L’Agence internationale de l’énergie (AIE) prévoit que la consommation électrique mondiale des centres de données passera de 460 TWh en 2024 à plus de 1 000 TWh d’ici 2030. Cette progression, portée par l’essor de l’intelligence artificielle, représente plus qu’un doublement de la demande énergétique du secteur en six ans.

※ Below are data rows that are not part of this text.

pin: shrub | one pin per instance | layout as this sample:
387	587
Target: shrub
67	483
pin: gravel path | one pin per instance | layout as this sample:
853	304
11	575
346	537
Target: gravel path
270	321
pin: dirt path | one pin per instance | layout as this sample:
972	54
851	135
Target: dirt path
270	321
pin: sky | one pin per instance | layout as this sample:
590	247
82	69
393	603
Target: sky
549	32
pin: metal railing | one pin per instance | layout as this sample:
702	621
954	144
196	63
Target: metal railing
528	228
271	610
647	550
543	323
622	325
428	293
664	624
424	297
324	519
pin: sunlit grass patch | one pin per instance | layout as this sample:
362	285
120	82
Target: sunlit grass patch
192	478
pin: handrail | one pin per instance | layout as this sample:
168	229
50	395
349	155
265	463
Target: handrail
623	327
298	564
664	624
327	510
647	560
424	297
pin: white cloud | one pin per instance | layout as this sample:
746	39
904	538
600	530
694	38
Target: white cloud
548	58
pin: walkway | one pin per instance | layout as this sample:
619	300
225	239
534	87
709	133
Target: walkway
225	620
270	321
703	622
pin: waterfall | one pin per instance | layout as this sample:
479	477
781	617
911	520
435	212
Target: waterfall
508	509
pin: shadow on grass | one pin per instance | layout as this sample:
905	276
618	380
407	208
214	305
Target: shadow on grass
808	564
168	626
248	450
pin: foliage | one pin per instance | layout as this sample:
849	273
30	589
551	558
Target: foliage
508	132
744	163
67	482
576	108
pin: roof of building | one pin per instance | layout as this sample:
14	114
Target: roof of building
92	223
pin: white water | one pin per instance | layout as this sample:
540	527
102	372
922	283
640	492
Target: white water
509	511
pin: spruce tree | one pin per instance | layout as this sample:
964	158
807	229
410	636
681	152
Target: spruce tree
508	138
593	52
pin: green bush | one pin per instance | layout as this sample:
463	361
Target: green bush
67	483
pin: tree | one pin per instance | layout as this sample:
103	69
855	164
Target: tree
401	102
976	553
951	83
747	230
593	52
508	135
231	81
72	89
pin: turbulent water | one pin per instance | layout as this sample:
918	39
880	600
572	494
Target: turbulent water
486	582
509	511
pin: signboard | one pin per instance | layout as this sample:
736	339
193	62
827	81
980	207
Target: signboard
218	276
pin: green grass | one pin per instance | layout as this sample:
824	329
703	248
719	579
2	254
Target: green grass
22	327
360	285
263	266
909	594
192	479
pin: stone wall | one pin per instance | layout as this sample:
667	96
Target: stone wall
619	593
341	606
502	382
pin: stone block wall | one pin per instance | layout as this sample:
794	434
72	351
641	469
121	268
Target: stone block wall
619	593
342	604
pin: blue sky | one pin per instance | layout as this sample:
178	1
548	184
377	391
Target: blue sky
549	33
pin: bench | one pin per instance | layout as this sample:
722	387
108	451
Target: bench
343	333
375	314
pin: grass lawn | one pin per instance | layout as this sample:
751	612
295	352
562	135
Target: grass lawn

L’infrastructure physique qui soutient l’intelligence artificielle change d’échelle. Selon les analyses de l’Agence internationale de l’énergie (AIE), la demande d’électricité pour alimenter les centres de données devrait atteindre 1 300 TWh d’ici 2035 dans son scénario de référence, marquant une accélération nette par rapport aux tendances historiques du secteur.
Une projection à 1 000 TWh pour 2030
La trajectoire est claire : la consommation électrique des centres de données, établie à 460 TWh en 2024, devrait franchir la barre des 1 000 TWh d’ici 2030. L’AIE identifie l’intelligence artificielle comme le moteur principal de ce bond. Contrairement aux recherches classiques sur le web, l’entraînement et le déploiement des modèles d’IA exigent une densité de calcul et une puissance électrique nettement supérieures.
Cette hausse s’accompagne d’un déploiement massif de capitaux. L’AIE rapporte que les dépenses d’investissement des plus grandes entreprises technologiques ont dépassé les 400 milliards de dollars en 2025. Ces investissements devraient encore bondir de 75 % en 2026. À titre de comparaison, le volume financier mobilisé par seulement cinq entreprises technologiques surpasse désormais l’investissement mondial total dans la production de pétrole et de gaz naturel.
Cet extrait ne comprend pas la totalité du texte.